La sexualidad truncada como variante del insomnio, una que impide la llegada del otro sueño, el de la acepción desiderativa, erótica, carnal. Rubí Guerra no esquiva el asunto y trata en su novela una faceta escasamente comentada del poeta: «Odiaba tener que escoger a una mujer como un antiguo señor escogería a una esclava. Cada vez más, sus deseos eran fuente de desdicha y aislamiento. Se enamoraba de beldades inalcanzables, mujeres que apenas si notaban su existencia. Sus amigos artistas tenían amantes que provenían de las barriadas populares, muchachas que hacían de dependientes en las tiendas, de costureras, de lavanderas, cuando no tenían oficios más dudosos. Él no tenía nada que decirles. No sabía cómo dirigirse a ellas. Era demasiado serio y se refugiaba en el sarcasmo (…) Él nunca había pensado que pudiera gustar a una mujer, no de verdad, cómo gustan los hombres de las mujeres».
Trágico crepúsculo de la pluma que renovó las letras americanas con versos cultos y obscuros, como tocaba a un políglota de amplia cultura clásica (hablaba griego, latín, francés, italiano, alemán, holandés, sueco y danés), acostumbrado a leer a Homero, Virgilio, Dante y Goethe en su lengua original.

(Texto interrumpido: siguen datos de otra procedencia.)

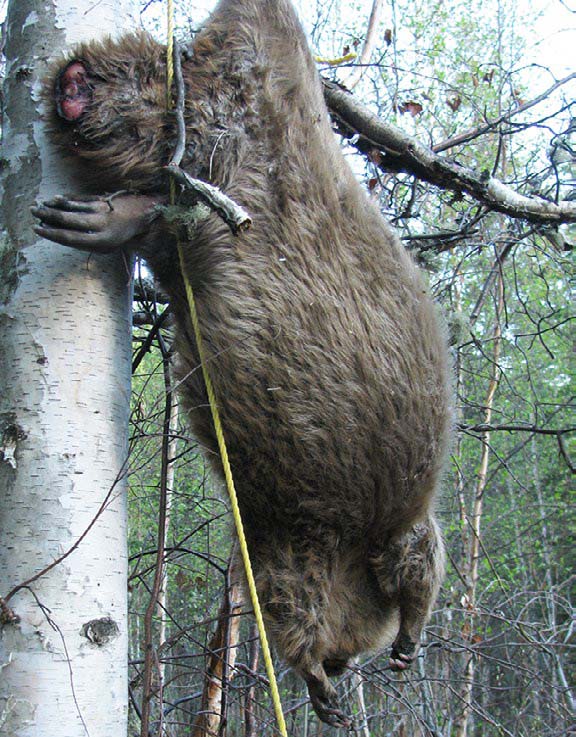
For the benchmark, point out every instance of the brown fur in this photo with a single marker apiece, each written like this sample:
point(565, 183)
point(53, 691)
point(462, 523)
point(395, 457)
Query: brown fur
point(329, 363)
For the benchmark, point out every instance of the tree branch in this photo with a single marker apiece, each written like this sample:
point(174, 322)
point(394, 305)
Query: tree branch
point(392, 149)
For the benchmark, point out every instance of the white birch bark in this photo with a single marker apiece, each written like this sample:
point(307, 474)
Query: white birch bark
point(64, 402)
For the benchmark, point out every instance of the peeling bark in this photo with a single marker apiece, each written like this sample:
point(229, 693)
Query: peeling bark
point(64, 401)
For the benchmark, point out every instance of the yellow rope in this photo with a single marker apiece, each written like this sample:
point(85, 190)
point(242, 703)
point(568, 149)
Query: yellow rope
point(220, 433)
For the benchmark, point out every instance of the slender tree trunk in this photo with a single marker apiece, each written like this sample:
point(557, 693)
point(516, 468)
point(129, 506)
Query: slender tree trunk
point(222, 650)
point(474, 522)
point(64, 402)
point(163, 595)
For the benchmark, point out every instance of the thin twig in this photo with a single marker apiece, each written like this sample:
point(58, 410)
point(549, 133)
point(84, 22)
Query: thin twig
point(233, 214)
point(391, 149)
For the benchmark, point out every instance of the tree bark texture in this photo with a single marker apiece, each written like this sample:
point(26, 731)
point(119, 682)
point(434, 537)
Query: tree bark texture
point(64, 405)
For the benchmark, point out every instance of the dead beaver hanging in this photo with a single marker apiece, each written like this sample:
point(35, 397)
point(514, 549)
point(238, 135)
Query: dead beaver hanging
point(328, 360)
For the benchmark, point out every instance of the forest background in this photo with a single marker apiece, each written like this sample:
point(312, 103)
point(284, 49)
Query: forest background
point(495, 94)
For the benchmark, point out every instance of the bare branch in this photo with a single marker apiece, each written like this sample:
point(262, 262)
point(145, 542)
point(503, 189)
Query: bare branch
point(470, 135)
point(394, 150)
point(233, 214)
point(364, 58)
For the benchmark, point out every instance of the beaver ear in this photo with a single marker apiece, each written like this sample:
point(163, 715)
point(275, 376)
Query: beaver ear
point(72, 90)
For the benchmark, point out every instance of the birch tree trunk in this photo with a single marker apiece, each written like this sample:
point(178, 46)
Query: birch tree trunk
point(64, 403)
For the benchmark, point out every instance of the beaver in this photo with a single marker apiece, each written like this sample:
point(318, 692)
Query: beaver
point(329, 361)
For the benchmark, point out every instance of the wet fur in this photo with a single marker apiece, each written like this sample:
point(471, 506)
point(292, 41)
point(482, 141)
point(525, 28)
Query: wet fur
point(329, 362)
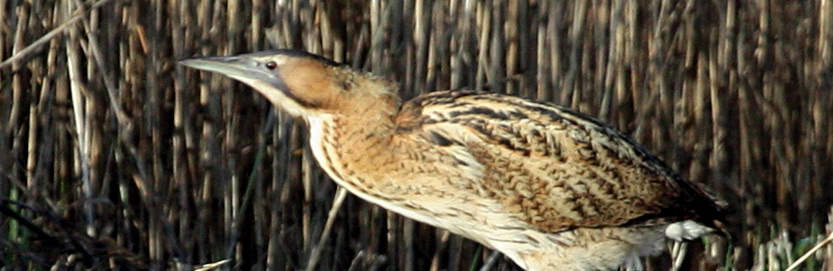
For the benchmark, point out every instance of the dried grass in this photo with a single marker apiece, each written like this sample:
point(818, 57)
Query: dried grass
point(112, 156)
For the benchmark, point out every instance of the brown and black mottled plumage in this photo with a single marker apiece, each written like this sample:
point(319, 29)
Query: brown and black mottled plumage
point(550, 188)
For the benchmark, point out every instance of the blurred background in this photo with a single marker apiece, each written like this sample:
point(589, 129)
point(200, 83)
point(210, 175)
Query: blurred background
point(112, 156)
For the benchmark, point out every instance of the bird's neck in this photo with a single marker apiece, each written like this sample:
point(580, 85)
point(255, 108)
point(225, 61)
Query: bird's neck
point(355, 144)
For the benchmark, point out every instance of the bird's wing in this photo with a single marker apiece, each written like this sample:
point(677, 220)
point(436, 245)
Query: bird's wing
point(555, 168)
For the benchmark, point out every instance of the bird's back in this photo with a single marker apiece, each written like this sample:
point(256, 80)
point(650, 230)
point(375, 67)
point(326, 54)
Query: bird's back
point(564, 174)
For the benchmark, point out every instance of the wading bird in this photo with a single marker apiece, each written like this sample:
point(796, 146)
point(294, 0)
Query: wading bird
point(548, 187)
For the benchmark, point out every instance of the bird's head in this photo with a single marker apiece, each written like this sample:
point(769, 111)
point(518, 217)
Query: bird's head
point(304, 85)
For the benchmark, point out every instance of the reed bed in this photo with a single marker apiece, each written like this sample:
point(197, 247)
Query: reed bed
point(112, 156)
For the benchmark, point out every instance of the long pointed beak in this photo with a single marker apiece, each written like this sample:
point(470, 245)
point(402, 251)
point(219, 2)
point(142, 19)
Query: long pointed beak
point(241, 68)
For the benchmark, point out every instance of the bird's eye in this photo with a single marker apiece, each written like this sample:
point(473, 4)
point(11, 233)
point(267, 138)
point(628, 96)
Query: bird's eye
point(271, 65)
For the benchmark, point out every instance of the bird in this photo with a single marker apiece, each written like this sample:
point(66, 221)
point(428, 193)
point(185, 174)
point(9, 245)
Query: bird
point(547, 186)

«¿Podemos dejar testimonio sin cuestionar lo que testimoniamos? ¿Negamos nuestra naturaleza cuando nos limitamos, cuando cegamos voluntariamente nuestra visión y nos obligamos a no sacar conclusiones, o sólo nos expresamos con más fidelidad? ¿Es el testigo y su tarea lo que importan, o lo atestiguado?», se pregunta, el narrador de la novela de Rubí Guerra.